May be I'm wrong (no time to read the all five books!) but, I'm missing a book from the core service lifecycle: what about "Service Building"? (We have strategy, design and transition... we need to build it, so it was a very important opportunity to enter in the world of IT Project management and SW and IT Systems development and CMMI)

Comments

BOKKED may not be the forum

BOKKED may not be the forum to discuss this, but you make an interesting point.

Building is in the scope of ST

Check out ST §1.3.2 p. 7 "This publication provides guidance for the development and improvement of capabilities for transitioning new and changed services into the production environment, including release planning building, testing, evaluation and deployment."

On the other hand, there is a comma missing after "release planning".

Release Build implies translate action plan into work orders

My take on the release planning, build, test etc activities is that these relate to the release itself and are post a similar 'build' at the end of design, where the elements of a service are assembled and tested as part of a post development quality assurance stage. Release must already be active 'building' as it is required to stage elements from the development environment to a controlled test or QA environment. In most Release 'best practice' guides (non-ITIL), the 'build' activities equate to the development of the work orders (tasks) specific to migrating the service, system, or change into production status.
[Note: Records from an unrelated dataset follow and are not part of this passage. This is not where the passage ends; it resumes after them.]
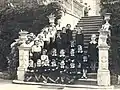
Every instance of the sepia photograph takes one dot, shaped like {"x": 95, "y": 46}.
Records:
{"x": 60, "y": 44}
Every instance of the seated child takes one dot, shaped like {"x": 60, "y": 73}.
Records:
{"x": 84, "y": 66}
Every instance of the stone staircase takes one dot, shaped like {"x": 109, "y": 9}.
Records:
{"x": 90, "y": 25}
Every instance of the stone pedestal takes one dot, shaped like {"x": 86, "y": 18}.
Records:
{"x": 23, "y": 62}
{"x": 103, "y": 75}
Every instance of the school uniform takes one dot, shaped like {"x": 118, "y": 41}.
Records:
{"x": 36, "y": 51}
{"x": 64, "y": 40}
{"x": 79, "y": 39}
{"x": 93, "y": 55}
{"x": 58, "y": 43}
{"x": 69, "y": 35}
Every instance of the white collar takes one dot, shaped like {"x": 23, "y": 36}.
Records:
{"x": 93, "y": 42}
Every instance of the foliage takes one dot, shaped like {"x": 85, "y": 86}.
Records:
{"x": 113, "y": 7}
{"x": 12, "y": 20}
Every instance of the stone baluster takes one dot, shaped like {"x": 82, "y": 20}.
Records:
{"x": 51, "y": 18}
{"x": 103, "y": 75}
{"x": 23, "y": 56}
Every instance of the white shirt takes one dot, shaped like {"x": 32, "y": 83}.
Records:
{"x": 36, "y": 48}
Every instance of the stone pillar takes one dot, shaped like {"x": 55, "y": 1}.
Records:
{"x": 23, "y": 62}
{"x": 103, "y": 75}
{"x": 23, "y": 55}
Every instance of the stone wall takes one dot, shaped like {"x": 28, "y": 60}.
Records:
{"x": 74, "y": 11}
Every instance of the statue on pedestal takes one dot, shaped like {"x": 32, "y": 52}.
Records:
{"x": 93, "y": 53}
{"x": 36, "y": 51}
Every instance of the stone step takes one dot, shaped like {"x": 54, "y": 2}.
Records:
{"x": 90, "y": 32}
{"x": 88, "y": 25}
{"x": 91, "y": 17}
{"x": 91, "y": 20}
{"x": 91, "y": 28}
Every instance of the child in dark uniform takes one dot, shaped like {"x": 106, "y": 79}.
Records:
{"x": 84, "y": 66}
{"x": 62, "y": 66}
{"x": 72, "y": 62}
{"x": 54, "y": 74}
{"x": 79, "y": 37}
{"x": 64, "y": 38}
{"x": 79, "y": 56}
{"x": 45, "y": 63}
{"x": 58, "y": 41}
{"x": 93, "y": 53}
{"x": 69, "y": 33}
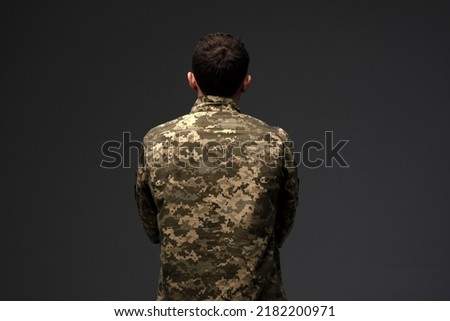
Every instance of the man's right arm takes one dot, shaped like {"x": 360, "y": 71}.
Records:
{"x": 288, "y": 196}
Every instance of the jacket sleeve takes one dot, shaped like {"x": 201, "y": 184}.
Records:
{"x": 145, "y": 202}
{"x": 288, "y": 195}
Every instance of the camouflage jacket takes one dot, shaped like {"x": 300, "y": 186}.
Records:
{"x": 218, "y": 190}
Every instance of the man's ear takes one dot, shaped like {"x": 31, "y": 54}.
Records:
{"x": 246, "y": 83}
{"x": 192, "y": 82}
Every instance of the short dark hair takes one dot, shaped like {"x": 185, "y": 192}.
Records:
{"x": 220, "y": 64}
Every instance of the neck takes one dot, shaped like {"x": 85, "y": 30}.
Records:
{"x": 236, "y": 97}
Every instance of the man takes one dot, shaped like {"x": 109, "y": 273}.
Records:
{"x": 218, "y": 188}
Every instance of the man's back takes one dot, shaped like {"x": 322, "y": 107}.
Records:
{"x": 218, "y": 190}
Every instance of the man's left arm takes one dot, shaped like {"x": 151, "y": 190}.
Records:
{"x": 145, "y": 202}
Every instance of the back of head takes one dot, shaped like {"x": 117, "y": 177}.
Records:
{"x": 220, "y": 64}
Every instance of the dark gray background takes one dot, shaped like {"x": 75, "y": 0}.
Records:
{"x": 76, "y": 74}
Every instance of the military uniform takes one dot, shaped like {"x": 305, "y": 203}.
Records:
{"x": 218, "y": 190}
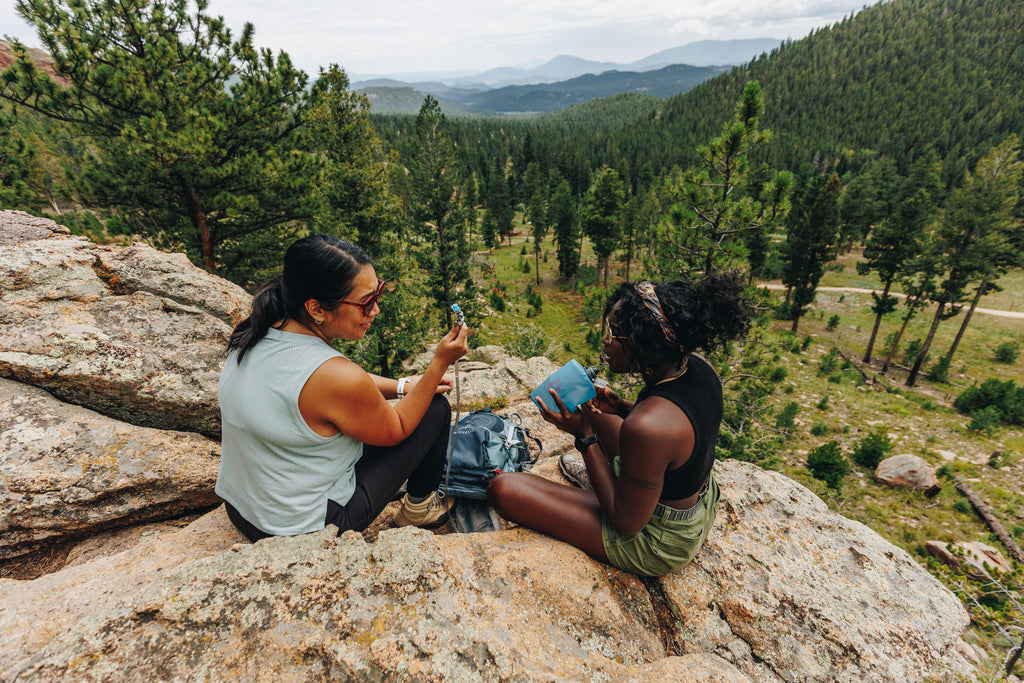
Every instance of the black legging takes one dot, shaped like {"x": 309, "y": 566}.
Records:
{"x": 380, "y": 473}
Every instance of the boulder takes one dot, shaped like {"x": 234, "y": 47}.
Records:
{"x": 69, "y": 472}
{"x": 977, "y": 559}
{"x": 784, "y": 590}
{"x": 130, "y": 333}
{"x": 788, "y": 590}
{"x": 908, "y": 472}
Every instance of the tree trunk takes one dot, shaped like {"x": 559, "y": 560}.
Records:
{"x": 199, "y": 222}
{"x": 895, "y": 344}
{"x": 382, "y": 358}
{"x": 967, "y": 317}
{"x": 878, "y": 324}
{"x": 990, "y": 519}
{"x": 920, "y": 360}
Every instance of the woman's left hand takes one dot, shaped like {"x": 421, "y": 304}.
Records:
{"x": 576, "y": 423}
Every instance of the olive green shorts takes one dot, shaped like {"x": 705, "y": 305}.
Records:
{"x": 664, "y": 545}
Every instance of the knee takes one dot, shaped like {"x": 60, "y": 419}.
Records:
{"x": 439, "y": 409}
{"x": 499, "y": 491}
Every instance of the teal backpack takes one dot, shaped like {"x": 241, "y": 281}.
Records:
{"x": 485, "y": 443}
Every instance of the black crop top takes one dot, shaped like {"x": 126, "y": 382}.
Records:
{"x": 698, "y": 394}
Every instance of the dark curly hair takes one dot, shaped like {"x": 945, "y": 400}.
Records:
{"x": 704, "y": 315}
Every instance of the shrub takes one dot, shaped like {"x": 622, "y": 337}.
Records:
{"x": 986, "y": 420}
{"x": 911, "y": 351}
{"x": 827, "y": 464}
{"x": 940, "y": 371}
{"x": 1007, "y": 397}
{"x": 497, "y": 302}
{"x": 828, "y": 361}
{"x": 785, "y": 417}
{"x": 527, "y": 341}
{"x": 536, "y": 300}
{"x": 872, "y": 449}
{"x": 1007, "y": 352}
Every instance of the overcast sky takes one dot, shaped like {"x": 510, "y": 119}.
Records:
{"x": 403, "y": 36}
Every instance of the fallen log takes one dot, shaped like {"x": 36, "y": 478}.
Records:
{"x": 990, "y": 519}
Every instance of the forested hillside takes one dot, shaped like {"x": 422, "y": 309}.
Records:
{"x": 894, "y": 80}
{"x": 889, "y": 142}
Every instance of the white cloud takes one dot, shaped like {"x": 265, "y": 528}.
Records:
{"x": 387, "y": 36}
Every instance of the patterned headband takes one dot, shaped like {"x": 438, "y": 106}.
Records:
{"x": 649, "y": 298}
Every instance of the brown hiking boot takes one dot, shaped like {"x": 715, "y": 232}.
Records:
{"x": 574, "y": 469}
{"x": 429, "y": 513}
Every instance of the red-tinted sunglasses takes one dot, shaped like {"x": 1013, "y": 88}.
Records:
{"x": 368, "y": 304}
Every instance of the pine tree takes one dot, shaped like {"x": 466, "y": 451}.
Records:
{"x": 438, "y": 210}
{"x": 562, "y": 216}
{"x": 899, "y": 236}
{"x": 975, "y": 239}
{"x": 357, "y": 203}
{"x": 811, "y": 240}
{"x": 713, "y": 219}
{"x": 195, "y": 131}
{"x": 601, "y": 215}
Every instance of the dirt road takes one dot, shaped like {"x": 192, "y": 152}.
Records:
{"x": 987, "y": 311}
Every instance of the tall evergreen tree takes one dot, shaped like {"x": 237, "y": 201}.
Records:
{"x": 537, "y": 209}
{"x": 357, "y": 203}
{"x": 195, "y": 130}
{"x": 899, "y": 236}
{"x": 438, "y": 210}
{"x": 713, "y": 219}
{"x": 977, "y": 237}
{"x": 601, "y": 216}
{"x": 562, "y": 217}
{"x": 811, "y": 240}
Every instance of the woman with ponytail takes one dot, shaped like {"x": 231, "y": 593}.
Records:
{"x": 308, "y": 437}
{"x": 646, "y": 496}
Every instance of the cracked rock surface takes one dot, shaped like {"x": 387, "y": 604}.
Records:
{"x": 109, "y": 364}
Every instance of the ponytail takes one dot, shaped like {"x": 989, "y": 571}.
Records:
{"x": 268, "y": 307}
{"x": 320, "y": 267}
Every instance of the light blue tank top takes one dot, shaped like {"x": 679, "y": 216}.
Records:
{"x": 274, "y": 469}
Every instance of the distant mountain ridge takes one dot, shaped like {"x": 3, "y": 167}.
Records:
{"x": 565, "y": 67}
{"x": 563, "y": 81}
{"x": 395, "y": 97}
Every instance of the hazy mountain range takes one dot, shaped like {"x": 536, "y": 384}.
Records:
{"x": 560, "y": 82}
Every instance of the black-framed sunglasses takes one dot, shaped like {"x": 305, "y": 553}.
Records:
{"x": 371, "y": 301}
{"x": 610, "y": 332}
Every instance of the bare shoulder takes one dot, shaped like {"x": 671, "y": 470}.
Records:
{"x": 340, "y": 376}
{"x": 656, "y": 418}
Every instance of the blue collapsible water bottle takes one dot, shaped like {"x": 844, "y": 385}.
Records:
{"x": 572, "y": 383}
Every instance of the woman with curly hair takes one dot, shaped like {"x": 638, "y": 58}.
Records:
{"x": 646, "y": 496}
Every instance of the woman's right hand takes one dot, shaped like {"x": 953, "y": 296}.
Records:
{"x": 454, "y": 345}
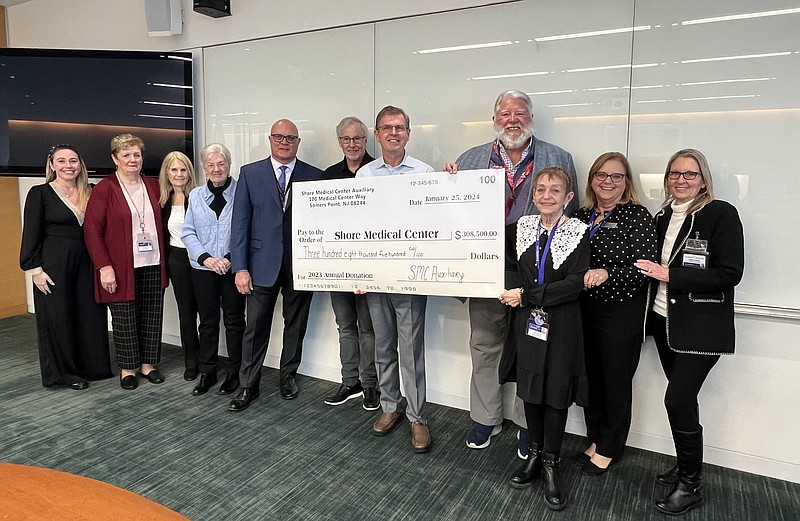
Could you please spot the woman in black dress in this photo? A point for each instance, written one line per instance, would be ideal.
(72, 328)
(621, 231)
(544, 351)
The allocation of resources and scheduling of all build related activities (work orders) are authorized by change management.... The target change or new service is contained in a previous specification document (ITIL?) - sometimes called an 'action plan' or 'service configuration'

In the Service Management Body of Knowledge (SMBOK) a sequence of 'service configuration' (post-development pre-assurance), 'service offering' (post-assure, pre-deploy), and 'service instance' (deployed, in production, in commission/warranty stage) is provided representing the latter stages of a service - all controlled by Release and subject to Build activities!

ITIL V3 is EXTREMELY vague on how this all actually comes together, when Release is actually involved (can be as early as Strategy), within what governance framework, and working to what 'best practices'...

Release is the "forgotten process" of ITIL

Agreed. Release is the "forgotten process" of ITIL, less so in V3 but still a long way from clearly defined and crisply interfaced with the other areas.